Shelter against Infanticide
Infanticide by Brahmin widows was a common sight in Pune. Since widow remarriage was prohibited, many of the young widows fell prey to the men of the house, relatives or neighbors. Many of them ended their lives to avoid shame. Once Jotirao saw a young girl trying to jump into the river running through the city and persuaded her to go with him. She was a pregnant Brahmin widow called Kashibai. Savitribai looked after her and she gave birth to a son. He was named Yashwant and under Phules’ care and love he became a doctor! The old childless couple adopted him and made him their son.
There were numerous women like Kashibai in Pune and Maharashtra. To help such unfortunate women, Savitribai and Jotirao founded on January 28, 1853 a ‘House for Shelter against Infanticide’. Usman Shaikh offered his place for it. Phule pasted advertisements all over Pune asking “widows having unfortunately and in ignorance become pregnant to come secretly to their House and deliver their babies.” One can imagine the courage they required to dare the society they were living in.
The Brahmins did try to strike. Enraged by the Phules’ revolutionary work they sent two mercenaries, who were actually untouchables themselves, to murder them. Unperturbed by the sudden appearance of the murderers at night, Phule offered his life if it would bring education and freedom to their lot. The would-be murderers became his followers and one of them learnt to read and write and eventually even wrote a book!

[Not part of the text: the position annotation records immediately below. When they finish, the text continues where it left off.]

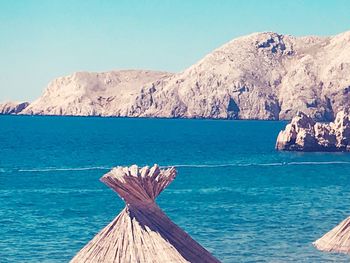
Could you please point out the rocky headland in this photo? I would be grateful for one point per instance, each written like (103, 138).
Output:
(12, 107)
(267, 76)
(304, 134)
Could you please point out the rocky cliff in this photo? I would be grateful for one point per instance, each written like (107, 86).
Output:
(259, 76)
(93, 94)
(12, 107)
(304, 134)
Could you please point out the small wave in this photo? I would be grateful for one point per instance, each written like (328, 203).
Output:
(53, 169)
(106, 168)
(318, 163)
(254, 164)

End of Revolutionary Lives
Jotirao Phule had patiently and untiringly spent more than forty years in public life educating the uneducated. Their work spread beyond philanthropy. Their life was a challenge to the existing structure based on exploitation and social inequality. The untouchables were deprived of drinking water in Pune. Phule threw open in 1868 his private water tank for them. The peasants were reeling under heavy taxes under British rule. Phule raised his voice against this injustice. A long famine struck the farming community from 1860, resulting in large scale migrations. Thousands died or were famished by hunger. The Phules scoured the drought-hit villages and opened in 1877 a shelter for the drought-hit peasants near Pune, in which more than two thousand children were fed and looked after.
All this hardship took a toll on Jotiba’s life. He suffered a stroke of paralysis in 1888 and breathed his last on November 28, 1890. Savitribai had joined Jotiba when she was just a nine year old girl. It fell upon her to continue that great revolutionary legacy alone, which was not bereft of ordeals. She continued the work of the Satyashodhak Samaj founded by Jotirao. Pune witnessed in 1897 an unprecedented epidemic of plague. Her son Yashwant, who was a doctor now, treated those patients day and night. Savitribai herself joined his efforts. One day she carried on her shoulder an untouchable boy who had fallen victim to the epidemic and she herself was struck by it. She too breathed her last on March 10, 1897. Joti in Marathi, as in Sanskrit Jyoti, means ‘flame’. Savitri had identified herself with that meaning and both these revolutionary figures have since stood for agni which burns injustice and for light that dispels darkness.